Place each wrapped slab in liquid nitrogen for 5 min then store all frozen slabs in a plastic tub at -80ºC.
Fixed Tissue
Fixed Tissue
Place the hemicerebrum to be fixed on the cutting board ventral side down and with 12" autopsy knife section the entire brain coronally in 2 cm increments, taking care to keep cuts perpendicular to the midline. Use long strokes of the knife rather than a sawing motion.
Take photos of each slab, then immersion fix all slabs in buffered 4% paraformaldehyde for five days at 4ºC.
After fixation, transfer slabs to 0.1 M phosphate buffered saline (PBS; pH 7.4) containing 2% dimethyl sulfoxide (DMSO) and 10% glycerol for two days at 4ºC.
Next, transfer slabs to 0.1 M PBS (pH 7.4) containing 2% DMSO and 20% glycerol for at least two days at 4ºC. Store in this solution until sectioning.

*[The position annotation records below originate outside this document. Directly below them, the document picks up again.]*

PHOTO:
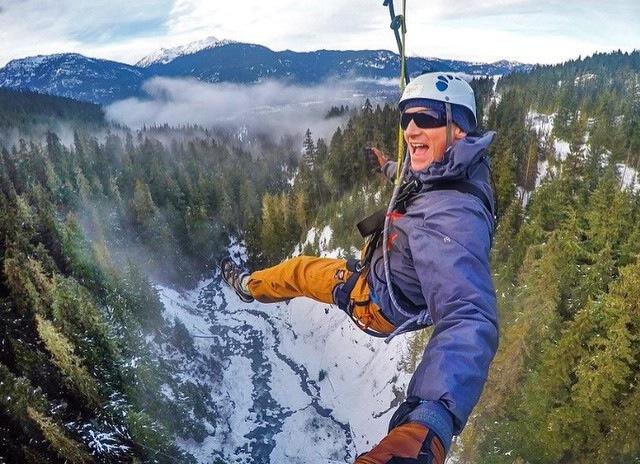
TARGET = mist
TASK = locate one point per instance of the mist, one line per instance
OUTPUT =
(268, 107)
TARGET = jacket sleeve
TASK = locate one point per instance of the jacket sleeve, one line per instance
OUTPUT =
(450, 252)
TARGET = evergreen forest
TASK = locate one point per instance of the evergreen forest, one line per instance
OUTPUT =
(92, 214)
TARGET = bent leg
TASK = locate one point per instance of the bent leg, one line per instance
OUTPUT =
(300, 276)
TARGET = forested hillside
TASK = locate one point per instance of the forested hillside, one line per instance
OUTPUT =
(88, 219)
(84, 227)
(564, 385)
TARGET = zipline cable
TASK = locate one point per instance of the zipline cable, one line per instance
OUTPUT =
(398, 24)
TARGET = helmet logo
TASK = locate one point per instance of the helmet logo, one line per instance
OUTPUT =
(442, 84)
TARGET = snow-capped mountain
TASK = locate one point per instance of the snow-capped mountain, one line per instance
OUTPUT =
(166, 55)
(250, 63)
(212, 60)
(292, 383)
(75, 76)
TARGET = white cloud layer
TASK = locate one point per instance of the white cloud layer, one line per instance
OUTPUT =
(269, 107)
(526, 30)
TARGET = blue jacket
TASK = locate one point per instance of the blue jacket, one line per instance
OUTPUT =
(439, 260)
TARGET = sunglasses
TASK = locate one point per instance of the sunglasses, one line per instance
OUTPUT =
(423, 120)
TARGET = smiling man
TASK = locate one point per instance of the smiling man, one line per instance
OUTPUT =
(439, 271)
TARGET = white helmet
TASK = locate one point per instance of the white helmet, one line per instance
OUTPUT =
(446, 88)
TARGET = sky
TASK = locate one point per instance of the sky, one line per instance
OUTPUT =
(540, 31)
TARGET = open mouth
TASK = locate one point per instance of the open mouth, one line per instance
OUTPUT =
(419, 147)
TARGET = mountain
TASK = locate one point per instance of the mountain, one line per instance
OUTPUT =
(166, 55)
(246, 63)
(75, 76)
(212, 60)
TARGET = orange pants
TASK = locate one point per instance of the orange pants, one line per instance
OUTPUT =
(316, 278)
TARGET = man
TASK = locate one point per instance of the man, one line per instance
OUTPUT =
(439, 263)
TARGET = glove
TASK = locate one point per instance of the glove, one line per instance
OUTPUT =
(410, 443)
(375, 159)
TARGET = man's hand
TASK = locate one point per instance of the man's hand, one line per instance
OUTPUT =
(375, 159)
(407, 443)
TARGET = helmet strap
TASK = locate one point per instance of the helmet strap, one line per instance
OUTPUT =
(449, 124)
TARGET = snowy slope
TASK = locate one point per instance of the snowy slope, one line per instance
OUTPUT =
(166, 55)
(294, 383)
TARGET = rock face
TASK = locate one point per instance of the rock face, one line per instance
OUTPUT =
(212, 60)
(281, 383)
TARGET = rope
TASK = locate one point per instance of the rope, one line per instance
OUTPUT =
(398, 24)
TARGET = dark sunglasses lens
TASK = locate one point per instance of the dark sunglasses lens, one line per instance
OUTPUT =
(422, 120)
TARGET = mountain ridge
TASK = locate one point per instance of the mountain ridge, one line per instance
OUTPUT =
(104, 81)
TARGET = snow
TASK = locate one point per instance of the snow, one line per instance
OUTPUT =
(628, 177)
(270, 403)
(543, 125)
(562, 148)
(166, 55)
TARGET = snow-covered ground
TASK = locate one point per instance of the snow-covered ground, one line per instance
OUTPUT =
(287, 383)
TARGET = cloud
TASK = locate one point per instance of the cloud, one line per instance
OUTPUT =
(543, 31)
(269, 107)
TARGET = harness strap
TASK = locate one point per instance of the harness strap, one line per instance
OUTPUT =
(447, 106)
(342, 297)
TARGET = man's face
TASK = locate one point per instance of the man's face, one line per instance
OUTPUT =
(427, 145)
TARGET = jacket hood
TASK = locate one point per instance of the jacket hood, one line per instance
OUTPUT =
(457, 159)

Sequentially number 18 centrifuge tubes and fill each halfway with cryoprotectant (0.1 M PBS, pH 7.4, containing 30% sucrose and 30% ethylene glycol).
Block tissue areas to be sectioned and then section at 40 μm thickness on a freezing sliding microtome. Collect serial sections into sequentially-numbered centrifuge tubes such that each tube contains every 18th section throughout the tissue.
Store tissue sections in cryoprotectant (0.1 M PBS, pH 7.4, containing 30% sucrose and 30% ethylene glycol) at -20ºC long term.